Wie benommen saß Melissa kerzengerade da, die
Hände verkrampft auf dem Schoß. Smith sah elend aus.
Wetzon wußte, daß es im Haus bald wimmeln würde
von Detectives, Technikern und medizinischen Spezialisten, ganz zu schweigen
von jemandem von der Staatsanwaltschaft. Das war kein Ort für ein Kind.
Kurz darauf kamen die Sanitäter wieder ins
Wohnzimmer und verließen die Wohnung. Keiner konnte mehr etwas für Ellie tun.
Die Polizistin trat ins Wohnzimmer und schloß
die Tür zum Garten. »Wo ist das Telefon?« Auf ihrem Namensschild stand Andrews.
»In der Küche, aber das Kabel ist
durchgeschnitten«, sagte Wetzon.
Andrews zuckte die Achseln und stapfte durch den
Flur nach draußen.
Melissa lag völlig aufgelöst in Smith’ Armen,
und Smith selbst wirkte ziemlich mitgenommen. Das hat sie nun von der Freude
dabeizusein, dachte Wetzon. Aufgeregt ging sie durch den Flur und stellte
sich an die Haustür. Die Sirene des Notarztwagens zerschnitt kurz die Luft,
während der Wagen davonfuhr, dann herrschte Stille, die nur ab und zu durch
Störgeräusche aus dem Funkgerät des Streifenwagens unterbrochen wurde. Eine
kleine neugierige Gruppe hatte sich versammelt. Ein weiterer Streifenwagen fuhr
an der Stelle vor, wo eben noch die Ambulanz gehalten hatte, und ein Polizist
begann konzentriert, eine Absperrung vor dem Eingang aufzustellen und gelbes
Band darum zu spannen. Dabei summte er falsch vor sich hin.
Schwitzend und gleichzeitig fröstelnd preßte
Wetzon die Stirn gegen den kühlen Türpfosten. Ellies Tochter. Warum hatte sie
nie erwähnt...?
Ein neutrales Auto traf ein, und zwei Detectives
stiegen aus. Sie blieben stehen, um mit Andrews zu reden, die im Streifenwagen
saß und in das Funkgerät sprach. Ein zweites Auto spie Techniker und Ausrüstung
aus. Ein dritter Wagen fuhr mit quietschenden Reifen vor, und vorn stiegen
Silvestri und Weiss aus, Metzger vom Rücksitz.

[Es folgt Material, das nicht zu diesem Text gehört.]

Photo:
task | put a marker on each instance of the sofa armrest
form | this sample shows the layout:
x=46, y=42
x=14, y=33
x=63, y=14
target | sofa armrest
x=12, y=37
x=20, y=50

Wetzon trat auf die Seite und ließ sie alle
vorbeiziehen. Silvestri als letzten. »Warum trifft man Sie immer am Tatort an,
gnädige Frau?« fragte Silvestri über die Schulter.
»Das ist wohl eine rhetorische Frage?«
»Weshalb hast du den Verband?« Diesmal machte er
sich nicht die Mühe, sich umzudrehen, sondern ging einfach weiter.
Sie holte ihn ein. »Nichts weiter — ein Kratzer.